Measurements of the number of pixels and average pixel intensity of all animals in each replicate of unexposed (control) animals and exposed animals were compared using a repeated measures ANOVA with Prism© 4.0 (GraphPad Software, San Diego, CA, USA) at each time interval. Because this comparison showed that there was no difference in average size or pixel intensity of unexposed replicates sampled at each time point, all unexposed replicates were grouped for comparisons to exposed animals.

Results and Discussion

Size of all animals was estimated by counting the number of pixels in each image. Comparison of size of animals after different exposure times and after exposure to different concentrations of Q-dots showed that there was no significant difference in animal size. Average size of images of exposed animals was 5,164 ± 648 pixels while average size of unexposed animals was 5,172 ± 669 pixels. Thus, changes in fluorescence intensity were not related to animals’ growth patterns.

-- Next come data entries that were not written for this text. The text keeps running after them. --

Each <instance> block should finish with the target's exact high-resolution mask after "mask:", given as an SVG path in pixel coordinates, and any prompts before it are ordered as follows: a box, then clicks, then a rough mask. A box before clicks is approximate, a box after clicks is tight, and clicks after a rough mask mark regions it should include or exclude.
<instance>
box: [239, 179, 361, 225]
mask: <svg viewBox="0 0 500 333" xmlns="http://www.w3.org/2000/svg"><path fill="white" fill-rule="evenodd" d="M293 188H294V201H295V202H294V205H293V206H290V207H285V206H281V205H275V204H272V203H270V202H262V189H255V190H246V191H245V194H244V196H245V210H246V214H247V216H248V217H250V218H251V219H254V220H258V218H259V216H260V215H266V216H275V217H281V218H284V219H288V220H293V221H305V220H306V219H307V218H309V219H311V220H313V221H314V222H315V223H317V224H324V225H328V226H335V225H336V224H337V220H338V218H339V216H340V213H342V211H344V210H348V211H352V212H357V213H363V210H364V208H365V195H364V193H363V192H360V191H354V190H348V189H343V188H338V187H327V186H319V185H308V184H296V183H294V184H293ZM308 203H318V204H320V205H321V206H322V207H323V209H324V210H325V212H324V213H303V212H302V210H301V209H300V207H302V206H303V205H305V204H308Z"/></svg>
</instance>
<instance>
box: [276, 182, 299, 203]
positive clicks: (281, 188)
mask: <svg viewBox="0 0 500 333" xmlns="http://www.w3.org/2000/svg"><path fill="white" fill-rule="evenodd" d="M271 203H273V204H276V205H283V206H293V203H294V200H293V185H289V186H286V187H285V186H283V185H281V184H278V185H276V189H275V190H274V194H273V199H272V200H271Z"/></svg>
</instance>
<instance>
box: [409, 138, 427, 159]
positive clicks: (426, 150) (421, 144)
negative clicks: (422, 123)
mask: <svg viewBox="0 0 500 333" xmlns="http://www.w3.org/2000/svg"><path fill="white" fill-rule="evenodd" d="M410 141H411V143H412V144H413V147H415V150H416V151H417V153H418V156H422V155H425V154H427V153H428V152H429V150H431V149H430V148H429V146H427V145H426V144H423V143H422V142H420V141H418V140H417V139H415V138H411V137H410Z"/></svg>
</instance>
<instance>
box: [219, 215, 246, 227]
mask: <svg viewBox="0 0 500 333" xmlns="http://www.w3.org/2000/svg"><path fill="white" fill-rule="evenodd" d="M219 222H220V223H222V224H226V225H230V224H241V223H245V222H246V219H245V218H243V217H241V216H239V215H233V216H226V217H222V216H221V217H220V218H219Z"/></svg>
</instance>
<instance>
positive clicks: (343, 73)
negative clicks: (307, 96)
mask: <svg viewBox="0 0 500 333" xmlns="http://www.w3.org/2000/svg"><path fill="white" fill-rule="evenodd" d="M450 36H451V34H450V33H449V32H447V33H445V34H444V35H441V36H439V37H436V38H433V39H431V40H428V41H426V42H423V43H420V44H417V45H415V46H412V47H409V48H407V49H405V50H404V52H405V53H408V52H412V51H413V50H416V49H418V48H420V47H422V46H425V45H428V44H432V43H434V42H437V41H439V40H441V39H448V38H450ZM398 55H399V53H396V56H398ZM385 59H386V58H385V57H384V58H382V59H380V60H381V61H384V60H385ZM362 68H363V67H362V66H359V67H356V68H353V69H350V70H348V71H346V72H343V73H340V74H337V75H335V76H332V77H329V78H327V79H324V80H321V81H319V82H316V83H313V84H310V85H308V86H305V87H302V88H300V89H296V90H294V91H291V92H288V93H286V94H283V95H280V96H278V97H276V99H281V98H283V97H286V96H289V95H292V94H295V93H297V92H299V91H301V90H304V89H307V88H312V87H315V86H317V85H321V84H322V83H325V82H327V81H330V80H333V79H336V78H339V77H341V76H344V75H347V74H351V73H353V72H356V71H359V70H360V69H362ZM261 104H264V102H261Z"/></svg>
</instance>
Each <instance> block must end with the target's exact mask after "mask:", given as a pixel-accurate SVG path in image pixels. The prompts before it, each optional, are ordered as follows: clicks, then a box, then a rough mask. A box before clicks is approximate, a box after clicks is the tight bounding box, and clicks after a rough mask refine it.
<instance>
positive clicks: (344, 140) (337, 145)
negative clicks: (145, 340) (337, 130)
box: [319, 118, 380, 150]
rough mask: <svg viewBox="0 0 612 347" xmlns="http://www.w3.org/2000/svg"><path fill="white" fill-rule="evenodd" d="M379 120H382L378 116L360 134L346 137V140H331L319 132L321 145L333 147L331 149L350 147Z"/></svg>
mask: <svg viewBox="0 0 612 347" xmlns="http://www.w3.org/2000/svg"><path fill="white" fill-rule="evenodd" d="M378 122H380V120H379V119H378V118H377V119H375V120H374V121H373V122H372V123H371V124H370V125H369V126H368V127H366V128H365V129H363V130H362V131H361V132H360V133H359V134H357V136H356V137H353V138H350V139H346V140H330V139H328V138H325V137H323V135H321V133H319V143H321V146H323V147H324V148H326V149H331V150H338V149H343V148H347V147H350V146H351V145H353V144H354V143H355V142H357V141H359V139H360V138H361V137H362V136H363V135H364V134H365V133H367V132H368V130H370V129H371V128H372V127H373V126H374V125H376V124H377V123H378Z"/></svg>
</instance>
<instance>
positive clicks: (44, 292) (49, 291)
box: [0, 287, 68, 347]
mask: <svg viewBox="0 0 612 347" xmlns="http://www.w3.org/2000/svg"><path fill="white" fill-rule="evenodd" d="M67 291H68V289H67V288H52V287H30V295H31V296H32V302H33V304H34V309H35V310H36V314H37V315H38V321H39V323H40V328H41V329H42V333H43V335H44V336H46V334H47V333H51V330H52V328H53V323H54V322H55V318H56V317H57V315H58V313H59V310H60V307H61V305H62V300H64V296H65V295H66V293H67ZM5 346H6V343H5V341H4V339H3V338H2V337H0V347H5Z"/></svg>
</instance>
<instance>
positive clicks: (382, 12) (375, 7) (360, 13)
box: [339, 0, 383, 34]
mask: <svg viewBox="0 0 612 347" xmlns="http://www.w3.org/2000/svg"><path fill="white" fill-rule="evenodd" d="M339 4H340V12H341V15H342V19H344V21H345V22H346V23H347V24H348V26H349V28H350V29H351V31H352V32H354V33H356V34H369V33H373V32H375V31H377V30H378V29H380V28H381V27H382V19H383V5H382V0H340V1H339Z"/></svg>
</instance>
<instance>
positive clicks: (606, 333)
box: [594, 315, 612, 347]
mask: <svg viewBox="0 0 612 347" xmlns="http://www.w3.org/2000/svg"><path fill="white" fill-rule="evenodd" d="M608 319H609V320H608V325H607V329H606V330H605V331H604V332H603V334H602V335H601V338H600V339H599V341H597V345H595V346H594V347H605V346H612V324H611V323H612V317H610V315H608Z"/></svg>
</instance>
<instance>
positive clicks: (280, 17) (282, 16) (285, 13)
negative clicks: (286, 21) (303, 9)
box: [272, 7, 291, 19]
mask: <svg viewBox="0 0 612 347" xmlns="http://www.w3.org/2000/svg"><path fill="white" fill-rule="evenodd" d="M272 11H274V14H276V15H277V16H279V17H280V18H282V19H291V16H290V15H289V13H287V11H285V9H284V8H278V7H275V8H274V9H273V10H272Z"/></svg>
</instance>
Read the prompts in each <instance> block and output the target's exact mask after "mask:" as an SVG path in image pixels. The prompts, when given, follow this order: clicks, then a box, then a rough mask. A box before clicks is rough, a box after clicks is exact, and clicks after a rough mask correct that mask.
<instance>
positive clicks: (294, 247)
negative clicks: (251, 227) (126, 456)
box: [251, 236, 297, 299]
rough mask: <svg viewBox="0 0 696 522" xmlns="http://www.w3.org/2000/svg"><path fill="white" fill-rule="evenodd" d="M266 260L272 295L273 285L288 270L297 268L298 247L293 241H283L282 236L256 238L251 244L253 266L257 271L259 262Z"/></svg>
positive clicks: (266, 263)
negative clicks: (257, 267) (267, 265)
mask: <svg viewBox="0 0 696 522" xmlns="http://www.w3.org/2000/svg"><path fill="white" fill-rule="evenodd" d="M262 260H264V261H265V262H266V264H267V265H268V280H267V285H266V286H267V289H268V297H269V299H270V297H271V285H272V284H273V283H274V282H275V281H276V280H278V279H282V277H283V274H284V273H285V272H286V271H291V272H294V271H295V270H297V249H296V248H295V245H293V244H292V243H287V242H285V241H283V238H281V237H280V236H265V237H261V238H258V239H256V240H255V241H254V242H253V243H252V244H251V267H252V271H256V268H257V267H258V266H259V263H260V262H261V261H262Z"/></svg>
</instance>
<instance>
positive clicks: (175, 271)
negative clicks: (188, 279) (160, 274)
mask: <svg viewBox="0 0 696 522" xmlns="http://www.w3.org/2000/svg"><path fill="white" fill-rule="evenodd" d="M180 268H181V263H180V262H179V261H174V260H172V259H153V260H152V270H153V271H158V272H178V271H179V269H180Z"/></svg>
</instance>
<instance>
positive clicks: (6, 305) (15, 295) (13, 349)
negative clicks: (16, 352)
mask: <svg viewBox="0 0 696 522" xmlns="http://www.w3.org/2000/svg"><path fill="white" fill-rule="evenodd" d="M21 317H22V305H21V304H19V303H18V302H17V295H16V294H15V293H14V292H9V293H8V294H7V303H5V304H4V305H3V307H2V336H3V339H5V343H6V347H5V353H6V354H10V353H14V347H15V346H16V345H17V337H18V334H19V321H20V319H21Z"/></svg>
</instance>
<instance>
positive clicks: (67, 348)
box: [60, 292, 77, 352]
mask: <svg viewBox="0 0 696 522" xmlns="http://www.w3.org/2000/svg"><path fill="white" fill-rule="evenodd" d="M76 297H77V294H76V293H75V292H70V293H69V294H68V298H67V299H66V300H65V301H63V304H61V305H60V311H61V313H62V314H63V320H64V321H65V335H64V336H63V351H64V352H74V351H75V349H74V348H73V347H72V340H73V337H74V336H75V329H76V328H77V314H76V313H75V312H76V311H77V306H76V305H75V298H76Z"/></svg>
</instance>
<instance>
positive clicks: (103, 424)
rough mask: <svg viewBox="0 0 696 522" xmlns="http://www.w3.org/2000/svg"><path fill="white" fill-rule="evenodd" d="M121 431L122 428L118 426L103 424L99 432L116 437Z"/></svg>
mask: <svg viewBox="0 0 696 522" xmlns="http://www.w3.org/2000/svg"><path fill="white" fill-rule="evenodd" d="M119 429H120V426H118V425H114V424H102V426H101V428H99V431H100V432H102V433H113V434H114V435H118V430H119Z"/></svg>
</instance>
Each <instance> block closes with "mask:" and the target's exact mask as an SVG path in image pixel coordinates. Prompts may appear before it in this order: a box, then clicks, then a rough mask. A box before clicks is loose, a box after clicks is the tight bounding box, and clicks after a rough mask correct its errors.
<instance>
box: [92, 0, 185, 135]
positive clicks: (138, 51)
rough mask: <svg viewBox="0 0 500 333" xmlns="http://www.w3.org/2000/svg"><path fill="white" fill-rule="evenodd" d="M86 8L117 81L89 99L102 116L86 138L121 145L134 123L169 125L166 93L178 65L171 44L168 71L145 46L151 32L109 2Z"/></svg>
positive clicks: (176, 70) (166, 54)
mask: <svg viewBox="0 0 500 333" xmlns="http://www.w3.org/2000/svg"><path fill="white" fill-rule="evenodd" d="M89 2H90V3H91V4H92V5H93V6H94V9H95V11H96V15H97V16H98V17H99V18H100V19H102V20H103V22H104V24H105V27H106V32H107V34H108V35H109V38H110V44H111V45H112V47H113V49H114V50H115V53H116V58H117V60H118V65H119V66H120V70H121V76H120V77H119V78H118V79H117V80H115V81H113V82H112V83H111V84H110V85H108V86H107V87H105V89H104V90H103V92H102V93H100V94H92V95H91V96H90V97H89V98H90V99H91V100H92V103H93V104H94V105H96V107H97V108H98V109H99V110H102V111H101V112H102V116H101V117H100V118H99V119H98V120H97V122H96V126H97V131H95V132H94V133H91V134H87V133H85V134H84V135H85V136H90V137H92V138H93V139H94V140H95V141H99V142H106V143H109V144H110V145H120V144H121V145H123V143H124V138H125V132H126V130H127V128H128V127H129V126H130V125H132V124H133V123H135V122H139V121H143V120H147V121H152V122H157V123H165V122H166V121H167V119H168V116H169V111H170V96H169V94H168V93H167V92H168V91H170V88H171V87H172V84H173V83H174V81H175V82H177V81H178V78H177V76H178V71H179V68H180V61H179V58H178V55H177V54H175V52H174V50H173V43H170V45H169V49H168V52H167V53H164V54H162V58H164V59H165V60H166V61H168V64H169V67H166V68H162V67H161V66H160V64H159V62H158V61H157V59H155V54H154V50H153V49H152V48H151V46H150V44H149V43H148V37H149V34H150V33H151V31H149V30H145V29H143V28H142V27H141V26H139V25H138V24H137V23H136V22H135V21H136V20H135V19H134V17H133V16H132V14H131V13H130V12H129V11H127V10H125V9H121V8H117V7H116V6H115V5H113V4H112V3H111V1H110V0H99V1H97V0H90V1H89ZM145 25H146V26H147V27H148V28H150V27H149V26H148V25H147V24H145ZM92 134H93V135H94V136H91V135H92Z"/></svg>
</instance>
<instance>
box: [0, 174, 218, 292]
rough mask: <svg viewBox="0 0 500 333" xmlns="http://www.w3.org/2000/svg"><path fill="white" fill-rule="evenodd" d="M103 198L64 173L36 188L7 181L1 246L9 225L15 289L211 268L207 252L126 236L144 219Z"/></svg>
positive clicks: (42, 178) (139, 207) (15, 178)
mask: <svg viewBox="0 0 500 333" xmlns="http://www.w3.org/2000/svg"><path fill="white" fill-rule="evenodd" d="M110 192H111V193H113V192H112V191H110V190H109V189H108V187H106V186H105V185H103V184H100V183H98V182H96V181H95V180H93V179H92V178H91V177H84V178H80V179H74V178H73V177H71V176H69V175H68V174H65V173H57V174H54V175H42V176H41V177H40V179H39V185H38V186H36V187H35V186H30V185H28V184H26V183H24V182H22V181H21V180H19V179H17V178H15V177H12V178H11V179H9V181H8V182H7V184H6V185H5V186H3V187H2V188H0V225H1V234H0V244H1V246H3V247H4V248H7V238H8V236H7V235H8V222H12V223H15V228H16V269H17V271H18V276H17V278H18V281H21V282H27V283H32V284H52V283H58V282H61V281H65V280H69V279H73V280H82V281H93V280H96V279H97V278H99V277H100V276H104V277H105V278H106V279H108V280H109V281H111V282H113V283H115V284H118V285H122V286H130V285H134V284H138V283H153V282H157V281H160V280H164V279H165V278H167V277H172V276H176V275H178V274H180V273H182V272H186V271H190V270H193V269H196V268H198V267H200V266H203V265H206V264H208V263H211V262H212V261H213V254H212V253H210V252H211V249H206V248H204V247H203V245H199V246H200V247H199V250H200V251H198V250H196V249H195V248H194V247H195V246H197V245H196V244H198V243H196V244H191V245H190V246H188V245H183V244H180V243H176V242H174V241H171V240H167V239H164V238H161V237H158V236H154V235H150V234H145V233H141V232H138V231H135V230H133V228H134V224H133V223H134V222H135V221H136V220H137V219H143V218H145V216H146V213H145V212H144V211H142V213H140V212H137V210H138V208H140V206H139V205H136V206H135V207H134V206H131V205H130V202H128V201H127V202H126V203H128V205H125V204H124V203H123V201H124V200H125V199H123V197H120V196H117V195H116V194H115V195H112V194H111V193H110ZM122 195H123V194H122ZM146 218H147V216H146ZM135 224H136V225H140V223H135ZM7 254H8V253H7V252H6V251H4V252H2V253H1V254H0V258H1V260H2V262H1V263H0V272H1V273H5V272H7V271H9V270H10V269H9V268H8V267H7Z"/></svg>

Untreated animals exhibited slight autofluorescence. This was most evident in the digestive tract and was not influenced by incubation time (p > 0.05, see Fig. 2). Treated animals showed significant increases in fluorescence (compare fluorescence images in Figs. 1 and 2). At all exposure concentrations there were significant increases in fluorescence within 4–8 h of exposure. Twenty-four hours after exposure began there was no significant difference in fluorescence intensity of animals exposed to different QD concentrations (Fig. 3). Internal structures were clearly visible and differentially labeled in exposed animals. For example, the digestive tract of exposed animals was brighter than that of unexposed animals, but the greatest increase in brightness was in the region of the thoracic appendages (compare fluorescence image in Fig. 1 to that in Fig. 2). The techniques used in this investigation did not allow the concentration of quantum dots associated with exposed daphnia to be measured. In fact, using these techniques, there was no fluorescence in the concentrations of QD suspensions either prior to or following daphnia exposure. Therefore, results indicate that these aquatic organisms absorb and concentrate QDs against appreciable concentration gradients. QD accumulations in this study are similar to previous studies with lipid-coated carbon nanotubes. Following ingestion by Daphnia magna, Roberts et al. (2007) reported visible accumulation of water soluble carbon nanotubes filling the gut track of exposed organisms.

Fig. 3
figure 3

Average pixel intensity in fluorescence (excitation λ 465–495; emission λ 515–555 nm) images of C. dubia exposed to various concentrations of QDs. All values are average pixel intensity of exposed animals (6 groups at each dose and time). Unexposed data are average of all unexposed groups (n = 54). Error bars are ±SEM. Statistical comparisons made using repeated measures ANOVA of the average pixel intensity of animals in each replicate. (a) Significantly different from unexposed animals (p < 0.01). (b) Pixel intensity of animals exposed to 200 ppt QDs for 4 h was significantly different than that of animals exposed for 4 h to 400 (p < 0.05) or 600 ppt (p < 0.01). (c) Pixel intensity of animals exposed for 200 ppt QDs for 8 h was significantly different than that of animals exposed to 400 ppt for 8 h (p < 0.01). There were no significant exposure concentration-dependent differences after 24 h

Full size image

QDs used in these experiments contain significant amounts of potentially toxic metals Cd and Se. Since toxicological endpoints of Cd (CdCl2 LC 50) from 54–59 μg/L using C. dubia as a test organism have been reported (Bitton et al. 1996; Diamond et al. 1997; Lee et al. 1997), this provides strong motivation for further efforts to measure the toxic effects of these QDs in aquatic environments. These preliminary results also suggest that acute exposures to intact quantum dots have little toxic effects on C. dubia. This may be because the Cd/Se nanocrystal is encapsulated in nontoxic materials that prevent exposure of test organisms to these metals. Further studies are needed to evaluate the effect of environmental factors on the integrity of these coatings, on effects of chronic exposures to quantum dots and on the environmental fate of the metals contained in the nanocrystal core of such particles.